Pela data da contratação e data de consolidação da propriedade, forçoso concluir que a apelante tem direito de purgar a mora até a assinatura do auto de arrematação.

Com fundamento no art. 85, § §11 e 14, do CPC, considerando a sucumbência recíproca e que a inadimplência incontroversa da parte autora deu causa a ação, fixo em 10% o percentual da verba honorária de sucumbência em benefício de cada uma das partes, vedada a compensação e respeitados os limites máximos previstos nesse mesmo preceito legal. Observe-se o art. 98, § 3º, do CPC, ante a concessão de gratuidade de justiça.

Ante o exposto, dou parcial provimento à apelação, para reconhecer o direito da apelante de purgar a mora até a assinatura do auto de arrematação, fixados os consectários na forma da fundamentação acima.

É como voto.

 

 

 

 

 

 

 

 

 

 

 



E M E N T A

 

 

DIREITO PROCESSUAL CIVIL. DIREITO PRIVADO. APELAÇÃO CÍVEL. FINANCIAMENTO IMOBILIÁRIO COM ALIENAÇÃO FIDUCIÁRIA. EXECUÇÃO EXTRAJUDICIAL. VÍCIOS NÃO COMPROVADOS. INEXISTÊNCIA DE DIREITO À REVISÃO CONTRATUAL. CONTRATO E CONSOLIDAÇÃO DA PROPRIEDADE ANTERIORES À LEI 13.465/17. DIREITO DE PURGAR A MORA ATÉ A ASSINATURA DO AUTO DE ARREMATAÇÃO. RECURSO PARCIALMENTE PROVIDO.

- Pugna o apelante seja possibilitada a purgação da mora até a expedição da carta de arrematação ou pagamento das parcelas vencidas (ID 152047880).

- Na matrícula do imóvel, está registrada a alienação fiduciária 22/11/2013 (ID 152047836, averbação nº 12) e a consolidação da propriedade em prol da CEF em 08/03/17 (ID 152047836, averbação nº 14) constando que a devedora foi regularmente intimada e não purgou a mora, informação que goza de fé pública nos termos da art. 3º, Lei 8.935/94.

- As alegações sobre a revisão contratual, teoria da imprevisão e onerosidade excessiva são genéricas e desprovidas de fundamento de fato e de direito.

- Não se imputa ilegalidade ao procedimento de consolidação da propriedade e há prova nos autos que a devedora foi intimada para purgação da mora (ID 152047835; ID 152047836) e teve ciência sobre a designação dos leilões (ID 152047836).

- Os atos expropriatórios decorrem do exercício regular do direito da CEF e devem prosseguir para preservar o procedimento complexo de alienação e os interesses legítimos da credora. 

- A propriedade foi consolidada em março/2017, na vigência da Lei 9.514/1997 e antes da entrada em vigor da Lei 13.465/2017 (em 11/07/17) que estabeleceu um marco expresso para purgação da mora até a data da averbação da consolidação da propriedade fiduciária (art. 26-A, § 2º).

- A Lei 9.514/97 autorizava a purgação sem instituir um marco máximo para o devedor e, segundo entendimento jurisprudencial, pela previsão do art. 34 do Decreto-Lei 70/66, era possível purgar a mora a qualquer momento até a assinatura do auto de arrematação.

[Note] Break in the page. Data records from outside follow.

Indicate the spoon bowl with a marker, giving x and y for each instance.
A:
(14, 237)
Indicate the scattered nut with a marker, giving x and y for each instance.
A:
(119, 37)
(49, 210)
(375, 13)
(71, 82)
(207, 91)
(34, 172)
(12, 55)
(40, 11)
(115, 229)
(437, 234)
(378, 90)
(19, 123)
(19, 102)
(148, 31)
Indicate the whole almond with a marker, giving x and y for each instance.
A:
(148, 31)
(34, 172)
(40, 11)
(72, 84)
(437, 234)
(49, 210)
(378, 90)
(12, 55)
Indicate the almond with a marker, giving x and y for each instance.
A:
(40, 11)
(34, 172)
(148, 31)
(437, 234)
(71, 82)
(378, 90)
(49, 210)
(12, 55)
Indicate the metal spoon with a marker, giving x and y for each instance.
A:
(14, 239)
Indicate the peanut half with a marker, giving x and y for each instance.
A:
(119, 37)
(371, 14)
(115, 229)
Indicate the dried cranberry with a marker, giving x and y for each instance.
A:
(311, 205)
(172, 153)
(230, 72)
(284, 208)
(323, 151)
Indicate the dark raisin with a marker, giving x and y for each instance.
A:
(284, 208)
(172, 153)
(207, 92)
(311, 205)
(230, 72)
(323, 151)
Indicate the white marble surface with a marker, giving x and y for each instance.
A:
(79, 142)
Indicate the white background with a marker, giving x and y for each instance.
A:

No mesmo sentido é o art. 826 do CPC e enunciado nº 151 do CJF.

- Pela data da contratação e data de consolidação da propriedade, forçoso concluir que a apelante tem direito de purgar a mora até a assinatura do auto de arrematação.

- Com fundamento no art. 85, § §11 e 14, do CPC, considerando a sucumbência recíproca e que a inadimplência incontroversa da parte autora deu causa a ação, fixado em 10% o percentual da verba honorária de sucumbência em benefício de cada uma das partes, vedada a compensação e respeitados os limites máximos previstos nesse mesmo preceito legal. Observe-se o art. 98, § 3º, do CPC, ante a concessão de gratuidade de justiça.

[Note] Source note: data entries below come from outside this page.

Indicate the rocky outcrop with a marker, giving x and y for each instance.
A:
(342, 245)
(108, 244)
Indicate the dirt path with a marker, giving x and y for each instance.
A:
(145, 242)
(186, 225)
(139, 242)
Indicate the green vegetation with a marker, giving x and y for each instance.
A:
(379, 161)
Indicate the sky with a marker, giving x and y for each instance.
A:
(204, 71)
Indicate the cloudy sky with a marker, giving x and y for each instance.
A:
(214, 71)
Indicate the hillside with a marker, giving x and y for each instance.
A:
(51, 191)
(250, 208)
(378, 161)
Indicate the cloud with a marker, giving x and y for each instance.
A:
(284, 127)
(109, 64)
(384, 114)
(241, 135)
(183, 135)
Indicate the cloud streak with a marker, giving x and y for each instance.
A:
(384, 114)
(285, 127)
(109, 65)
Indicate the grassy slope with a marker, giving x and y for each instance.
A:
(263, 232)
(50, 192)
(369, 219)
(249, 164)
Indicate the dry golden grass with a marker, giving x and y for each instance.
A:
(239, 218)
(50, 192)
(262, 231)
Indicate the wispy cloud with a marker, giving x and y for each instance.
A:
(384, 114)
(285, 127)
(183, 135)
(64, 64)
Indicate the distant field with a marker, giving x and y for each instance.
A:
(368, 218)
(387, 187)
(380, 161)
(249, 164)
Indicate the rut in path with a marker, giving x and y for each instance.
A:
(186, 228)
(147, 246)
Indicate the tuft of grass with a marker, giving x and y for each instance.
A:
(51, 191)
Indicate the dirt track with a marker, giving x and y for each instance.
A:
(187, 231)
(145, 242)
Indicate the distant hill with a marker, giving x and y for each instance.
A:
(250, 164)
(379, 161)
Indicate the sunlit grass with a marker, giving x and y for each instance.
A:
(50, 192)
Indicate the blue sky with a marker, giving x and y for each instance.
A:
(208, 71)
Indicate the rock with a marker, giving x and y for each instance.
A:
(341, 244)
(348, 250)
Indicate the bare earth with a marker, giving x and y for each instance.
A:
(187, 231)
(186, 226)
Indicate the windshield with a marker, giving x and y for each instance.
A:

- Apelação parcialmente provida. 


  ACÓRDÃO

Vistos e relatados estes autos em que são partes as acima indicadas, a Primeira Turma, por unanimidade, deu parcial provimento à apelação, para reconhecer o direito da apelante de purgar a mora até a assinatura do auto de arrematação, fixados os consectários, nos termos do relatório e voto que ficam fazendo parte integrante do presente julgado.